Somerset, UK - As the new Religious Education syllabus is launched for schools in Somerset, there are fears the subject at GCSE level could be undermined by the new English Baccalaureate.
It is because RE has not been included in the list of humanities subjects in the new qualification.
Headteacher Mike Featherstone, at Buckler's Mead Community School in Yeovil, said: "This is something schools are grappling with at the moment."
His fears over its future when it comes to funding and value as a subject worth studying have been shared by education experts in the county.
'Learn to respect'
There are 30 secondary schools in Somerset and only three do not offer it as a short course GCSE, while nine do not offer it as a full GCSE course.
All schools, though, do have a statutory requirement to teach RE even though it is not part of the national curriculum.
Despite the government's decision to exclude it from the list of humanities subjects in the English Baccalaureate, some in the county believe it is worthwhile.
This is due to the level of interest among pupils who see it as a way of teaching them about the wider world.
One of those schools is Buckler's Mead Community School in Yeovil.
"It's important because then you can learn to respect other people and what they believe," said Lily, a 13-year-old pupil at the school.
For the past three years all of its pupils have taken a short course in the subject, achieving a pass rate of 32% A*-C in 2007 to 59% A*-C in 2010.
"It gives schools a really difficult choice - if you are going to make the baccalaureate open to children then you have to have children doing a modern language," said Mr Featherstone.
"When children do a modern language you have to increase staffing in those areas but with budgets declining, it is difficult."
Despite these pressures, the headteacher said he hoped to introduce a full course GCSE in the subject in the future.
'Devalues the status'
Jon Mayled is an education consultant and former chief examiner in RE based in Chard, Somerset.

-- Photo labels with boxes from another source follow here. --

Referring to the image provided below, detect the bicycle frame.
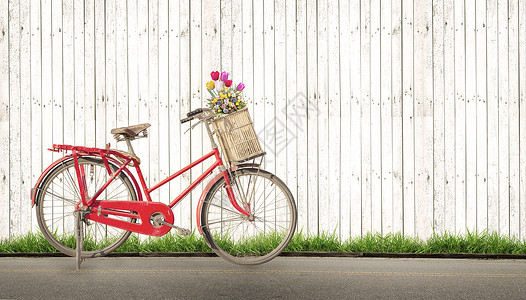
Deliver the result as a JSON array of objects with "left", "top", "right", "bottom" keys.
[{"left": 49, "top": 145, "right": 249, "bottom": 216}]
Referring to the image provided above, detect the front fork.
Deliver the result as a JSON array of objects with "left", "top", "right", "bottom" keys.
[{"left": 223, "top": 171, "right": 252, "bottom": 218}]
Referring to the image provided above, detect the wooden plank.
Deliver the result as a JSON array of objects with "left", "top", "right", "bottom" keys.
[
  {"left": 84, "top": 0, "right": 95, "bottom": 149},
  {"left": 189, "top": 2, "right": 204, "bottom": 228},
  {"left": 349, "top": 0, "right": 364, "bottom": 237},
  {"left": 242, "top": 1, "right": 255, "bottom": 111},
  {"left": 60, "top": 1, "right": 76, "bottom": 233},
  {"left": 338, "top": 1, "right": 356, "bottom": 240},
  {"left": 497, "top": 2, "right": 510, "bottom": 235},
  {"left": 414, "top": 1, "right": 433, "bottom": 238},
  {"left": 402, "top": 1, "right": 415, "bottom": 236},
  {"left": 116, "top": 1, "right": 129, "bottom": 127},
  {"left": 325, "top": 1, "right": 340, "bottom": 239},
  {"left": 295, "top": 0, "right": 309, "bottom": 233},
  {"left": 443, "top": 0, "right": 456, "bottom": 232},
  {"left": 148, "top": 0, "right": 161, "bottom": 201},
  {"left": 253, "top": 0, "right": 268, "bottom": 144},
  {"left": 274, "top": 1, "right": 286, "bottom": 195},
  {"left": 286, "top": 0, "right": 305, "bottom": 233},
  {"left": 138, "top": 0, "right": 151, "bottom": 207},
  {"left": 519, "top": 1, "right": 526, "bottom": 241},
  {"left": 379, "top": 1, "right": 394, "bottom": 234},
  {"left": 369, "top": 1, "right": 382, "bottom": 233},
  {"left": 168, "top": 1, "right": 185, "bottom": 224},
  {"left": 30, "top": 0, "right": 42, "bottom": 232},
  {"left": 106, "top": 2, "right": 117, "bottom": 145},
  {"left": 306, "top": 0, "right": 319, "bottom": 235},
  {"left": 360, "top": 1, "right": 373, "bottom": 234},
  {"left": 465, "top": 0, "right": 478, "bottom": 232},
  {"left": 75, "top": 0, "right": 86, "bottom": 145},
  {"left": 222, "top": 0, "right": 233, "bottom": 72},
  {"left": 433, "top": 1, "right": 445, "bottom": 232},
  {"left": 264, "top": 0, "right": 276, "bottom": 173},
  {"left": 178, "top": 0, "right": 193, "bottom": 228},
  {"left": 486, "top": 0, "right": 499, "bottom": 232},
  {"left": 475, "top": 1, "right": 488, "bottom": 232},
  {"left": 126, "top": 1, "right": 139, "bottom": 126},
  {"left": 6, "top": 1, "right": 22, "bottom": 237},
  {"left": 20, "top": 0, "right": 33, "bottom": 234},
  {"left": 201, "top": 1, "right": 220, "bottom": 216},
  {"left": 41, "top": 1, "right": 53, "bottom": 230},
  {"left": 0, "top": 1, "right": 10, "bottom": 239},
  {"left": 455, "top": 1, "right": 466, "bottom": 233},
  {"left": 391, "top": 1, "right": 404, "bottom": 233},
  {"left": 508, "top": 1, "right": 524, "bottom": 237},
  {"left": 317, "top": 1, "right": 330, "bottom": 233},
  {"left": 94, "top": 0, "right": 108, "bottom": 148},
  {"left": 51, "top": 1, "right": 64, "bottom": 165},
  {"left": 157, "top": 0, "right": 169, "bottom": 204},
  {"left": 231, "top": 0, "right": 244, "bottom": 80}
]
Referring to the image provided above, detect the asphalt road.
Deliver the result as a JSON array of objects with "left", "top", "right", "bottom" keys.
[{"left": 0, "top": 257, "right": 526, "bottom": 299}]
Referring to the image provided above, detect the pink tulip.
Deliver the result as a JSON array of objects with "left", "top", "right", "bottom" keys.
[
  {"left": 221, "top": 72, "right": 228, "bottom": 81},
  {"left": 216, "top": 81, "right": 223, "bottom": 92},
  {"left": 210, "top": 71, "right": 219, "bottom": 81}
]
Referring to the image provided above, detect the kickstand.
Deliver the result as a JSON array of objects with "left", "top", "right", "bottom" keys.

"I think there are a number of concerns, RE is a compulsory subject in schools. Students have to study it from the time they are five.
"To include History and Geography but to exclude RE from the baccalaureate inevitably devalues the status of the subject both in the eyes of pupils and, I suspect, in the eyes of senior management."
As RE teachers await the government's response to the recent debate, one school in Somerset has addressed interest in the subject by offering it as a short course GCSE outside of school hours.
Alison Jacobson, an RE teacher at King Alfred's School in Highbridge, said: "I've got 27 students who come after school once a week for an hour.
"They also do extra things. They were at Burnham Philosophy Group last week and held their own in debates with the adults, some of whom were five or six times their age."
The new syllabus for RE will begin in Somerset in the next academic year which is the first complete overhaul in 10 years.
Faiths and beliefs will be extended to included non-religious beliefs such as humanism, and they will be put into a local context by using well-known figures and landmarks in Somerset's landscape and history to make it more tangible for students.